2009 Research Award Recipient

varmaPrinciple Investigator: Miranda van Tilburg, PhD

Assistant Professor of Medicine
University of North Carolina

Dr. Van Tilburg is an assistant professor of medicine at the UNC Center for Functional GI & Motility in the Division of Gastroenterology and Hepatology at the University of North Carolina at Chapel Hill. She received her Master’s degree in Economic Psychology and her PhD in Health Psychology at Tilburg University, The Netherlands. In 2001, she completed a three-year postdoctoral fellowship in Endocrinology and Medical Psychology at Duke University Medical Center. For her work she was awarded the 2007 Pediatric Junior Investigator Award of the International Foundation for Functional Gastrointestinal Disorders (IFFGD) and a 2008 IFFGD Research Grant.

 

Validation of the Child/Adolescent Rome III Criteria

Background: The absence of a standardized, well-validated measure of constipation severity has been a significant obstacle to research that seeks to assess treatment outcomes for constipation. Although the Rome criteria were the standard basis for identifying constipation, their inability to assess symptom severity hindered their use. The newly revised Rome Ill Constipation Module (RCM) assesses symptom severity and demonstrates excellent test-retest reliability and specificity of diagnostic criteria, but requires further validation testing. We developed the Constipation Severity Instrument (CSI), a reliable and valid sixteen-item measure that assesses constipation severity and identifies constipation subtypes. We propose to strengthen the validity of the RCM and CSI by comprehensively validating both instruments and comparing their ability to assess constipation severity.

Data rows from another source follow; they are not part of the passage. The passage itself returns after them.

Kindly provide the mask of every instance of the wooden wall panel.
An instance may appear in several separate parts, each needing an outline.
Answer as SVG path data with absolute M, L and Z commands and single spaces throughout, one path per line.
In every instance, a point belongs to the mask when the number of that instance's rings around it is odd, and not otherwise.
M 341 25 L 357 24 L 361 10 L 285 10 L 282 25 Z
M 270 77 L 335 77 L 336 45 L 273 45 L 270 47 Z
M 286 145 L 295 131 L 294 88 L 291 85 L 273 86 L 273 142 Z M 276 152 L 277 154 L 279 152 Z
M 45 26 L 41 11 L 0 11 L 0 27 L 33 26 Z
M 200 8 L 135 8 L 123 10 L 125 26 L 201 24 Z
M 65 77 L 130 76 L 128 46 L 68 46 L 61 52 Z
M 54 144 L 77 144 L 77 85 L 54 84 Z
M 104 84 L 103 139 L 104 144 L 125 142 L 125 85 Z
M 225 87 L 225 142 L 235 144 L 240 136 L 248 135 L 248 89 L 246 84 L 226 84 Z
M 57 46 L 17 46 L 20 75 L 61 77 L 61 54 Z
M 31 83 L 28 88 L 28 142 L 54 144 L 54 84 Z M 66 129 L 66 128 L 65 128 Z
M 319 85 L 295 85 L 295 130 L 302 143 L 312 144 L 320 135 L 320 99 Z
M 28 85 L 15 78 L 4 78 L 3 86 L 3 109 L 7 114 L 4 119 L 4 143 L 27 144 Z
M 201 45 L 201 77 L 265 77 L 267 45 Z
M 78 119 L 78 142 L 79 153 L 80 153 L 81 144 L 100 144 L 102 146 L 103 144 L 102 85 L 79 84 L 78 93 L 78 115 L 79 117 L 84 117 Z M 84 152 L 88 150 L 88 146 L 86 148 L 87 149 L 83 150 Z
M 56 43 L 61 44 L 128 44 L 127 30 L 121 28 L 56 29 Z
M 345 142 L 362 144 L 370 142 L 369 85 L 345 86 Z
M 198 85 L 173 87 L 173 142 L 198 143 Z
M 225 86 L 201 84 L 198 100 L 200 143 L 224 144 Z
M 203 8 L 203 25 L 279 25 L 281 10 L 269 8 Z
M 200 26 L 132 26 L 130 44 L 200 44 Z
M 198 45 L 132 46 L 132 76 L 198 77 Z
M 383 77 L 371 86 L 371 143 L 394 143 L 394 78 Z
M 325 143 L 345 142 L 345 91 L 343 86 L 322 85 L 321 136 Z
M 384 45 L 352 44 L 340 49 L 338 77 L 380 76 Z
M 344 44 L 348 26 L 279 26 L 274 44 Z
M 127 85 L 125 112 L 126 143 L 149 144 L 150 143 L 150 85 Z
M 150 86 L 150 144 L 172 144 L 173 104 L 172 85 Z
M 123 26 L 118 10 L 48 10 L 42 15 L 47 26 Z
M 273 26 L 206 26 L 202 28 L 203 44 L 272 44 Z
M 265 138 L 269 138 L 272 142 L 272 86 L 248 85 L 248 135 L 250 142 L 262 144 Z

Aims: To 1) determine convergent validity of the RCM, 2) establish criterion validity of the RCM and CSI, and 3) assess sensitivity to change validity of the RCM and CSI by using their severity scores to test the efficacy of biofeedback therapy.

Methods: We will assess convergent validity by correlating RCM subgroup and total scores to CSI subscale and total scores. We will establish criterion validity by using multiple regression analysis of RCM and CSI scores as predictor variables for the number of abnormal anorectal physiology test results, will correlate these scores to all testing results, and will determine threshold severity scores. We will determine sensitivity to change validity by using repeated measures analysis to assess the ability of the RCM and CSI scores to change after biofeedback and counseling for pelvic floor dyssynergia patients. Well-validated, standardized instruments of constipation severity will have significant ramifications on constipation assessment and measurement of treatment outcomes. The use of such instruments has the potential to influence health care providers’ perspectives and behaviors, thus producing a significant impact on evaluation, treatment, and perhaps even clinical outcomes.